Lahouari Addi
21 février 2020
Le 53èm vendredi de la mobilisation populaire a été impressionnant par le nombre de citoyens qui sont sortis dans toutes les villes pour célébrer le premier anniversaire du soulèvement citoyen cherchant à restaurer la dignité de l’Etat. Que peut-on apprendre de ce hirak salvateur issu des profondeurs de la société et de l’histoire du mouvement national? La première leçon est que les Algériens ont compris qu’un Etat est une institution politique et non un simple outil administratif. En interdisant la politique aux Algériens, les généraux ont transformé l’Etat en guichets où des administrés viennent quémander les moyens pour subvenir à leurs besoins sociaux. L’objectif du régime était que la société dépende du bon vouloir des généraux qui ont privatisé l’autorité publique en se donnant la prérogative de nommer qui leur semble aux fonctions électives et aux hautes fonctions de l’administration. Ils ont mis sur place un organisme, le DRS, pour empêcher que les différents groupes sociaux aient leurs représentants. Ils ont interdit les partis représentatifs, les syndicats autonomes, surveillé la presse, bloquant ainsi la formation de corps intermédiaires entre l’Etat et la société. La politique, que nul ne peut interdire parce qu’elle est un aspect essentiel de la reproduction sociale, a pris en Algérie la forme de l’émeute. L’émeute violente est une demande d’Etat que les généraux réprimaient en envoyant les forces de sécurité. Ce sont les milliers d’émeutes locales qui ont eu lieu ces dernières années qui ont mené à l’émeute nationale, pacifique appelée hirak. Le hirak demande un Etat dirigé par des responsables élus à travers des élections compétitives s’inscrivant dans l’alternance. Cet Etat ne peut voir le jour que si les généraux acceptent le principe de la transition vers un régime nouveau reposant sur la séparation des trois pouvoirs: un POUVOIR EXECUTIF qui dirige l’administration sur la base des orientations politico-juridiques d’un POUVOIR LEGISLATIF souverain et sous le contrôle d’un POUVOIR JUDICIAIRE autonome qui veille à l’application des lois.

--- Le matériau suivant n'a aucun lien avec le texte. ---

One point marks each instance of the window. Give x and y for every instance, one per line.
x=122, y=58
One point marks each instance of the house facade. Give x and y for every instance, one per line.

Si les centaines de milliers de manifestants crient LES GENERAUX A LA POUBELLE, c’est parce que ces généraux n’ont pas compris deux choses essentielles:
1. La dynamique historique du régime né de l’indépendance est épuisée et ce, depuis au moins Octobre 1988. Ce régime et son personnel ne peut plus diriger l’Etat car il n’a plus de ressources idéologiques et il est délégitimé par ses échecs sociaux et économiques, sans compter la corruption. L’échec du régime a durci les généraux qui ont exigé l’obéissance à tout le pays. Le général doit être obéi par ses troupe et n’a pas à leur rendre des comptes. Il ne peut pas exiger cette attitude des civils car le pays n’est pas une caserne.
2. Le grade de général appartient à la nomenclature de la fonction publique et est équivalent au titre de haut-fonctionnaire au service de l’Etat, son employeur. Par une ruse de l’histoire, qui a coûté la vie à Abbane Ramdane, le militaire algérien s’est imposé comme source de pouvoir en lieu et place de l’électorat. Il n’y a aucune raison pour que de hauts-fonctionnaires s’approprient le pouvoir souverain qui appartient au peuple. Qui les a mandaté pour être de Grands Electeurs qui désignent le président et les députés à travers leur police politique?
Le slogan LES GENERAUX A LA POUBELLE vise à corriger cette injustice qui permet à des généraux de s’approprier une part de la rente pétrolière au détriment de l’économie nationale. Le hirak, qui vient de célébrer son premier anniversaire, ne s’arrêtera pas jusqu’à ce que les généraux se rendent à la raison et rendent à l’électorat ce qu’ils lui ont pris: la souveraineté. Ceci est une affaire de bon sens et aussi de rapport de force, et le rapport de force est en faveur du hirak.